以下は、YOMIURI ONLINE(2012年7月10日)からの引用です。
「配達中の郵便物を持ち去ったとして業務上横領罪に問われた郵便事業会社のアルバイト男性(24)(休職中)について、大阪地検は10日午前、大阪地裁での公判で「犯罪を行った証明ができない」と無罪論告し、「(逮捕から)33日間にわたって身柄を拘束したことを誠に申し訳なく思う」と謝罪した。
検察側が求刑で無罪を求めるのは極めて異例。
福島恵子裁判官は同日午後、無罪を言い渡した。
男性は昨年6月24日午後2時48分頃、大阪市内のマンションの住人に配達予定のルームミラー1個(時価5390円相当)を横領したとされた。
男性は捜査段階から公判にかけて否認。
男性の周辺からもルームミラーは見つからなかった。
地検は初公判(昨年11月)の冒頭陳述で、不在者用ロッカーの記録などを根拠に、「男性がロッカーに配達物を入れてすぐに取り出し、持ち去った」と主張していた。

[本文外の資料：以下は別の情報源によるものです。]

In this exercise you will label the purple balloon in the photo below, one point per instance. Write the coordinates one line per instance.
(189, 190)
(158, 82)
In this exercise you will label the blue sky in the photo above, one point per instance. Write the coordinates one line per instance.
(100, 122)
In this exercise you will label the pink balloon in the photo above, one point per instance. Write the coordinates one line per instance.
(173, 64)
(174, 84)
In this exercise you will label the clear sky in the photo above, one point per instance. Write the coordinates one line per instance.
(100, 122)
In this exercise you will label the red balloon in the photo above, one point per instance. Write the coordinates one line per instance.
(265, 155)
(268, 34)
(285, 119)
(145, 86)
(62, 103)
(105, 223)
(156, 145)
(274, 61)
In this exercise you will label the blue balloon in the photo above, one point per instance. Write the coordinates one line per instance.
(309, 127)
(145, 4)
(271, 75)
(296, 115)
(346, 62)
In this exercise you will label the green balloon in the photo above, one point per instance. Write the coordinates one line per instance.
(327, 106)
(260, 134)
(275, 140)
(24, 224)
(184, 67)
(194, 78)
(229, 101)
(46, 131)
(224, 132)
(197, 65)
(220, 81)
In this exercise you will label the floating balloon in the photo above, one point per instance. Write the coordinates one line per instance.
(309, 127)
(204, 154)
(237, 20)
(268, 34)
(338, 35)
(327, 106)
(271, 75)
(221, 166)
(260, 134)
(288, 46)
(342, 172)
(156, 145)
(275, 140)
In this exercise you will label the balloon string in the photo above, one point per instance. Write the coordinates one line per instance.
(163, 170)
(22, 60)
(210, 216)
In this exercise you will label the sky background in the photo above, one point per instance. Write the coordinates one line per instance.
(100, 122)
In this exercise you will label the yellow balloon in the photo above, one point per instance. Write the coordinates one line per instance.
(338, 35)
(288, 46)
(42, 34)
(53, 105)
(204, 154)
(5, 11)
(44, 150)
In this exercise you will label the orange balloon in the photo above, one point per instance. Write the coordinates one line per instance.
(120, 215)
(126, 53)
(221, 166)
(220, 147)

しかし、ロッカーの記録にエラー表示があることがわかり、地検は先月、ロッカーの設計者から記録の仕組みを聴取。
この日の公判で、〈1〉エラー表示が出た後はデータの時刻が固定され、荷物の出し入れの記録がずれる〈2〉郵便物が取り出されたのは配達から少なくとも5時間近く後だった――との趣旨を説明した調書の要旨を読み上げた。
確かに、真犯人が見つかったので無罪弁論というのはたまにありますが、証明できないので無罪弁論というのは、珍しいかも知れませんね。
それにしても、郵便物を横領するなら、わざわざ、足が着くんじゃないかと思われる宅配ロッカーに出し入れしたりしないのではないかという発想は、浮かばないものでしょうか。
他の報道によると、弁護人は刑事補償を求める方針とのことですが、刑事補償と言っても、「勾留1日当たり1,000円以上12,500円以下の範囲内で、裁判所が定める額」(刑事補償法4条1項)ですので、たまったものではありません。
一応、刑事補償法5条は、「この法律は、補償を受けるべき者が国家賠償法その他の法律の定めるところにより損害賠償を請求することを妨げない。」と定めてはいるのですが…。